Withdrawal from Special Education Joint Agreements (Elementary Schools)

 Public Act 99-0729 

            This law amends the School Code immediately to allow elementary school districts (maintaining grades up to and including the 8th grade) to withdraw from special education joint agreements subject to various, specific conditions.

ADA Training During Teacher Institute Days

 Public Act 99-0616 

            Beginning with the 2016-2017 school year, teacher institute days must include, at least once every 2 years, professional development on the subject of the Americans with Disabilities Act as it pertains to the school environment.

Interfund Transfers

 Public Act 99-0713 

            In a previous eBlackboard, we told you that Section 17-2A of the School Code granted boards of education the authority to transfer money between the Educational, Operations and Maintenance and Transportation Funds for any reason, but that authority would expire on June 30, 2016. Through Public Act 99-0713, the legislature has extended the authority for the transfers under Section 17-2A to June 30, 2019. In addition, Section 17-2.11(j), which grants boards of education the authority to transfer surplus life safety tax revenue and interest to the Operations and Maintenance Fund, was similarly extended. Both types of transfers require notices, hearings and resolutions. 
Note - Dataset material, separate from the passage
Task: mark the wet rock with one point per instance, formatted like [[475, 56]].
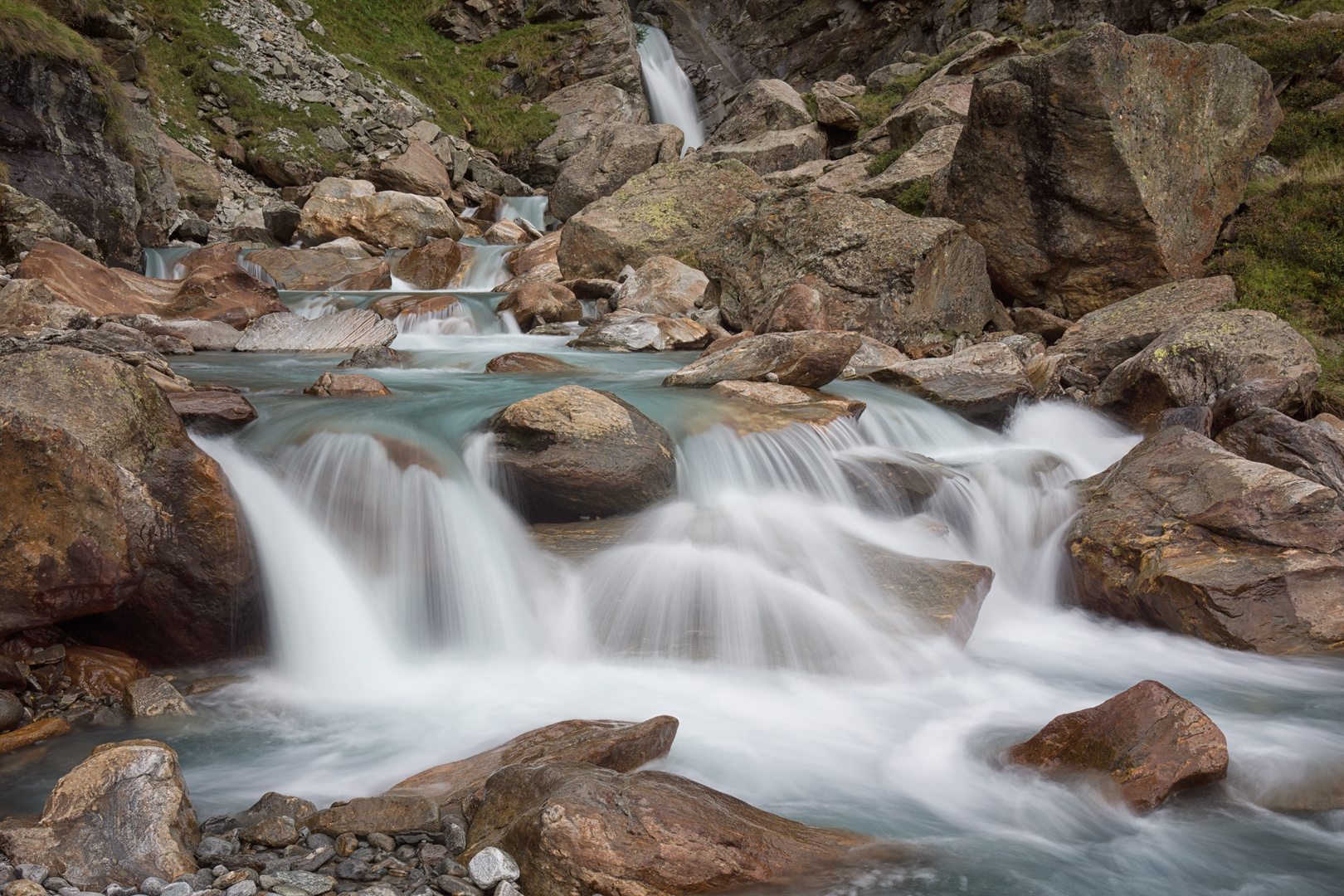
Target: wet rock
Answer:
[[212, 411], [622, 746], [95, 448], [385, 815], [667, 210], [629, 331], [342, 332], [1148, 740], [661, 286], [1103, 338], [314, 269], [1200, 358], [347, 386], [615, 153], [355, 208], [574, 826], [1185, 535], [155, 696], [119, 817], [102, 672], [527, 363], [548, 301], [576, 451], [880, 273], [1124, 214]]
Monthly Reports of Concussions from High Schools

 Public Act 99-0831 

            This law immediately requires the IHSA to mandate its member schools that employ certified athletic trainers to complete a monthly report on concussions suffered by its student-athletes during a school-sponsored activity or event. This mandate requires the reporting to take place immediately during the months of the 2016-2017 school year. The law provides immunity to IHSA-member high schools from civil and criminal liability that could result from reporting the required information, except for willful or wanton misconduct. The law also gives the IHSA the authority to “take action” against a member school if the member school fails to adhere to its reporting requirements. 

Epi-Pen Administration

 Public Act 99-0711 

            We previously reported on amendments to the School Code that affected epinephrine administration in schools. This law further amends those School Code provisions to add school buses to the list of locations where asthma medication and epinephrine auto-injectors (better known as Epi-Pens) can be carried and administered. Additionally, if a school district’s independently-contracted transportation provider maintains a supply of undesignated Epi-Pens, the amendments require those school districts to send a report to ISBE detailing how many undesignated Epi-Pens are in the transportation contractor’s supply. Recall that “undesignated” Epi-Pens are prescribed in the name of a school district instead of a particular student.    
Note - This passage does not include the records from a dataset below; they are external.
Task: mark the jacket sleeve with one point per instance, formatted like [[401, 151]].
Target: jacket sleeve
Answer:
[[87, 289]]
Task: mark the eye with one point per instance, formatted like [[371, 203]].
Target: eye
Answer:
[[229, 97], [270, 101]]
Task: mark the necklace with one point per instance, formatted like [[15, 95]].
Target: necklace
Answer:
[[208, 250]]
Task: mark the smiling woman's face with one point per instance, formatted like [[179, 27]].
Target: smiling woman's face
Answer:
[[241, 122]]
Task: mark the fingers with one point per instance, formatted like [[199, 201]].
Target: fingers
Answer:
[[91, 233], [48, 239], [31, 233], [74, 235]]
Charter School Authorizations and Renewals

 Public Act 99-0840 

            This law amends the Charter Schools Law to provide that initial charters granted on or after January 1, 2017 shall be for 5 school years. Additionally, charters granted on or after the bill’s effective date may be renewed by a local board for incremental periods not to exceed 10 school years, and not to exceed 5 school years if renewed by the Charter Schools Commission.